If we use a calculator, we'll obtain $\sqrt{7} \approx 2.64575131106459.$

Let us first determine if the square root of 7 is rational or irrational. Let us assume it is rational, so

$\sqrt{7} = \dfrac{m}{n} \Rightarrow 7 = \dfrac{m^2}{n^2} \Rightarrow m^2 = 7n^2.$ m and n are integers, so $m^2$ is divisible by 7, so m is divisible by 7. Therefore,

$(7k)^2 = 7n^2 \Rightarrow 7k^2 = n^2.$ So n should be divisible by 7, and so on. We will obtain the same equality, but m and n can't decrease infinitely. Therefore, our assumption is incorrect, so $\sqrt{7}$ is irrational.

If the fraction ends, we can write it in the form $a_0.a_1a_2a_3\ldots a_n$ . But we can transform it into a rational number

$a_0.a_1a_2a_3\ldots a_n = \dfrac{a_0a_1a_2a_3\ldots a_n}{10^n}$ . However, we proved that $\sqrt{7}$ is irrational, so it can't be represented as a finite fraction.
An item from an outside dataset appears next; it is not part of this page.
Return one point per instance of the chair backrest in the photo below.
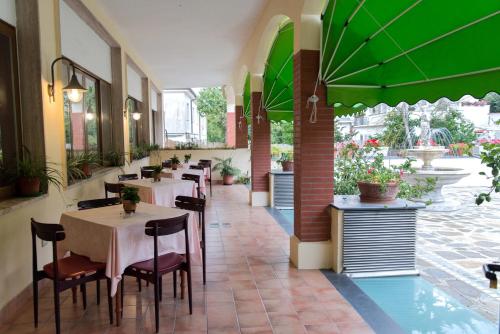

If the fraction repeats, we call it periodical. Let it have a period of n numbers: $\sqrt{7} = X = a_0.(a_1\ldots a_n)$ . Let us prove it is a rational number.

$10^nX - X = a_0a_1\ldots a_n.(a_1\ldots a_n) - a_0.(a_1\ldots a_n) = a_0a_1\ldots a_n - a_0.$

$X(10^n-1) = a_0a_1\ldots a_n - a_0 \Longrightarrow X = \dfrac{a_0a_1\ldots a_n - a_0 }{10^n-1}.$

So our X is rational. However, we proved that $\sqrt{7}$ is irrational, so it can't be represented as a periodical fraction.